I am starting my first React Native project soon, and I ended up with the recommendation of a react native paper UI library. Is it worth working with it or will it be advisable to work with NativeBase element of React. BTW, UI is important in my project.
I've been juggling with an app idea and am clueless about how to build it.
A little about the app:
- Social network type app ,
- Users can create different directories, in those directories post images and/or text that'll be shared on a public dashboard .
Directory creation is the main point of this app. Besides there'll be rooms(groups),chatting system, search operations similar to instagram,push notifications
I have two options:
- React Native, Python, AWS stack or
- Flutter, Go ( I don't know what stack or tools to use)

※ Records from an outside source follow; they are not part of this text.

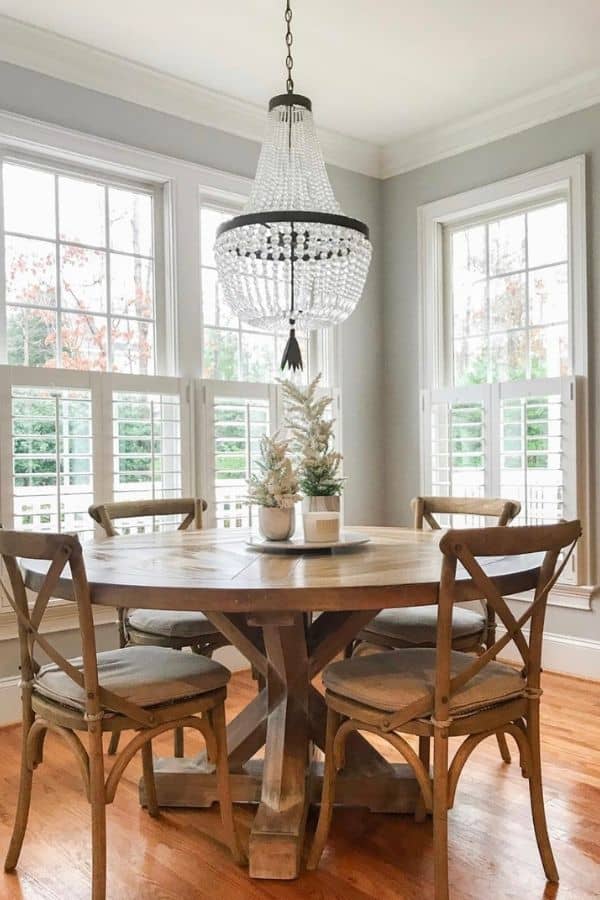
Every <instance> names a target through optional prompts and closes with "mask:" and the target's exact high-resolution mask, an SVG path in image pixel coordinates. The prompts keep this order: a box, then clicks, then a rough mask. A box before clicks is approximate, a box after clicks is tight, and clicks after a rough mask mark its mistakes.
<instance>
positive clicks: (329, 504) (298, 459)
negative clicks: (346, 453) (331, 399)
mask: <svg viewBox="0 0 600 900" xmlns="http://www.w3.org/2000/svg"><path fill="white" fill-rule="evenodd" d="M320 380H321V375H320V374H319V375H317V377H316V378H315V379H314V380H313V381H312V382H311V383H310V384H309V385H308V387H306V388H302V387H299V386H298V385H295V384H294V383H293V382H291V381H282V382H281V384H282V387H283V391H284V397H285V403H286V426H287V427H288V428H289V429H290V431H291V433H292V436H293V440H294V445H295V446H294V449H295V450H296V452H297V455H298V475H299V478H298V481H299V485H300V490H301V491H302V493H303V494H304V499H303V501H302V521H303V525H304V537H305V539H306V540H307V541H323V542H324V541H337V540H339V536H340V494H341V493H342V490H343V487H344V479H343V478H342V476H341V475H340V465H341V462H342V455H341V453H338V452H337V451H335V450H334V449H333V440H334V436H333V426H334V424H335V419H332V418H327V417H326V415H325V414H326V411H327V408H328V407H329V405H330V404H331V397H327V396H321V397H319V396H318V387H319V382H320Z"/></svg>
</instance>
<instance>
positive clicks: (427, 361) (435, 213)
mask: <svg viewBox="0 0 600 900" xmlns="http://www.w3.org/2000/svg"><path fill="white" fill-rule="evenodd" d="M557 191H563V192H566V194H567V196H568V203H569V233H570V241H571V248H570V261H569V262H570V281H571V306H572V308H571V316H572V328H571V333H572V335H573V341H572V343H573V346H572V358H573V362H574V374H575V375H584V376H586V375H587V341H588V337H587V299H588V291H587V258H586V249H585V248H586V247H587V243H586V205H585V156H584V155H580V156H574V157H571V158H570V159H566V160H562V161H561V162H557V163H553V164H552V165H549V166H544V167H542V168H540V169H535V170H534V171H531V172H524V173H523V174H521V175H515V176H513V177H512V178H505V179H504V180H502V181H496V182H494V183H493V184H488V185H485V186H483V187H480V188H474V189H473V190H470V191H464V192H463V193H461V194H454V195H453V196H452V197H445V198H444V199H442V200H435V201H434V202H433V203H427V204H425V205H423V206H420V207H419V208H418V210H417V220H418V255H419V260H418V262H419V270H418V276H419V283H418V297H419V326H420V336H419V344H420V359H421V368H420V379H419V380H420V387H421V388H426V387H437V386H439V385H440V377H441V372H440V368H441V353H442V351H443V343H442V342H443V304H442V303H441V293H442V282H443V271H442V269H443V266H442V246H441V244H442V241H441V236H442V234H441V232H442V227H443V226H444V225H449V224H453V223H456V222H458V221H460V220H462V219H469V218H473V217H475V216H477V215H484V214H485V215H488V214H491V213H493V212H496V211H500V210H502V209H505V208H506V207H507V206H508V205H511V206H514V205H515V204H525V203H527V202H528V201H529V202H531V201H533V200H536V199H539V198H542V197H544V196H548V195H551V194H553V193H556V192H557ZM432 336H433V341H434V350H435V352H434V353H431V340H432Z"/></svg>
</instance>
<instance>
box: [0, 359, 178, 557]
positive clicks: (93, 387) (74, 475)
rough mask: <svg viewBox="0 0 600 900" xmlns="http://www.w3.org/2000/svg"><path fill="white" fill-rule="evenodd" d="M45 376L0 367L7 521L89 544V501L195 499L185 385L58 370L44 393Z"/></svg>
mask: <svg viewBox="0 0 600 900" xmlns="http://www.w3.org/2000/svg"><path fill="white" fill-rule="evenodd" d="M15 372H16V373H17V375H16V376H15ZM41 374H43V372H42V371H41V370H39V369H35V368H21V369H11V368H10V367H8V366H0V406H1V407H2V408H6V409H8V410H9V413H8V416H7V423H8V427H7V428H6V429H4V428H3V429H2V430H1V431H0V506H1V508H2V521H3V523H4V524H6V525H10V524H11V523H14V526H15V527H16V528H23V529H24V530H26V531H51V532H57V531H59V532H64V531H75V532H77V533H78V534H80V535H81V536H82V537H83V538H84V539H87V538H88V537H91V536H92V534H93V523H92V520H91V519H90V517H89V515H88V512H87V510H88V507H89V506H90V505H91V504H92V503H100V502H105V501H107V500H111V499H114V500H141V499H150V498H155V497H156V498H159V497H173V496H182V495H186V494H188V495H189V494H190V493H193V477H192V476H193V473H192V463H191V452H190V449H191V446H190V445H191V422H192V390H191V385H190V383H189V382H186V381H183V380H182V379H179V378H166V377H162V376H153V377H152V378H151V379H148V378H144V377H140V376H132V375H112V374H108V373H88V372H56V373H54V381H55V382H56V383H55V384H54V385H52V386H48V385H45V384H43V383H42V382H41V379H40V377H39V376H40V375H41ZM147 385H148V386H150V385H151V387H152V389H150V390H148V389H146V386H147ZM125 524H126V525H127V527H129V528H130V530H131V529H133V528H135V530H140V529H139V527H138V523H133V522H129V523H125ZM146 524H147V523H146ZM163 524H166V525H168V524H169V522H168V521H165V523H163ZM177 524H179V520H178V521H177Z"/></svg>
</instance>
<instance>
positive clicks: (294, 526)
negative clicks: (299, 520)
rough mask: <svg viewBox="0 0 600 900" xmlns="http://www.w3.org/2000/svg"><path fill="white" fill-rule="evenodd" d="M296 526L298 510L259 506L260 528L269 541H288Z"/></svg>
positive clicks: (262, 535) (267, 539)
mask: <svg viewBox="0 0 600 900" xmlns="http://www.w3.org/2000/svg"><path fill="white" fill-rule="evenodd" d="M295 528H296V510H295V509H294V507H293V506H292V508H291V509H279V507H278V506H259V508H258V530H259V531H260V533H261V534H262V536H263V537H264V538H266V539H267V540H268V541H287V539H288V538H290V537H291V536H292V535H293V533H294V530H295Z"/></svg>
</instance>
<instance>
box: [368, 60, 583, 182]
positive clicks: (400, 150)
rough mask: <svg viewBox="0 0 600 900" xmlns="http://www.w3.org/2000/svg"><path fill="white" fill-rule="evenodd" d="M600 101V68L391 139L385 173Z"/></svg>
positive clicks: (394, 173) (382, 165)
mask: <svg viewBox="0 0 600 900" xmlns="http://www.w3.org/2000/svg"><path fill="white" fill-rule="evenodd" d="M596 103H600V69H593V70H591V71H588V72H585V73H584V74H583V75H578V76H576V77H574V78H569V79H565V80H563V81H560V82H558V83H555V84H553V85H550V86H548V87H546V88H543V89H542V90H540V91H536V92H534V93H530V94H526V95H524V96H522V97H518V98H517V99H515V100H511V101H510V102H509V103H504V104H501V105H500V106H496V107H494V108H493V109H491V110H489V111H486V112H484V113H479V114H478V115H475V116H470V117H468V118H466V119H462V120H461V121H458V122H454V123H451V124H449V125H445V126H442V127H441V128H433V129H431V130H430V131H425V132H422V133H421V134H417V135H412V136H408V137H406V138H403V139H402V140H398V141H394V142H392V143H389V144H387V145H386V146H384V147H382V149H381V169H380V178H391V177H393V176H394V175H401V174H403V173H404V172H410V171H412V170H413V169H418V168H421V167H422V166H426V165H429V163H433V162H437V161H438V160H441V159H447V158H448V157H450V156H456V155H457V154H459V153H464V152H465V151H466V150H472V149H473V148H475V147H481V146H484V145H485V144H490V143H492V142H493V141H497V140H500V139H501V138H504V137H508V136H509V135H511V134H517V133H518V132H520V131H526V130H527V129H528V128H533V127H534V126H535V125H542V124H543V123H544V122H550V121H552V120H553V119H560V118H561V117H562V116H566V115H568V114H569V113H573V112H577V111H578V110H581V109H586V108H587V107H589V106H594V105H595V104H596Z"/></svg>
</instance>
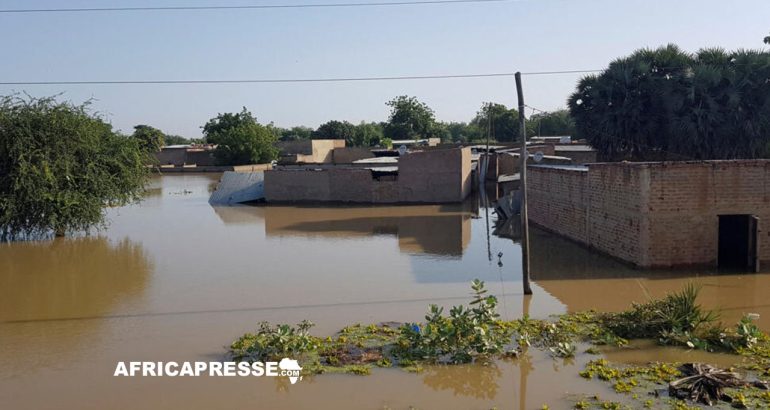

Hope that helps, and good luck with your project!
I'm typically agnostic when it comes to picking languages. Whatever gets the job done, but, in this case, to figure out what's involved with what you want to do, it's going to be much more than just picking programming languages for your client and backend interfaces.
So, I'm recommending you use Flutter+Firebase as a way to figure out what you need to get done. It supports both iOS and Android out of the box, introduces you to a bunch of components you will need to think about in the future (whether you stick with Firebase or not), and the key here, is that there are tons of articles, youtube videos, and other courses you can take to pick it up pretty quickly. You could even clone an Instagram knockoff from github. Guess what else, it's all free. You might not need to worry as much about the backend since there are client libraries for Flutter/Dart for Firebase.
Some might have different opinions, and like I said, I'm usually agnostic, but in this case, you have a lot to consider. Where are you going to store the data? Are people going to need to login? Will there but customized settings the will save even if I close the app? Yeah, that's just a few questions.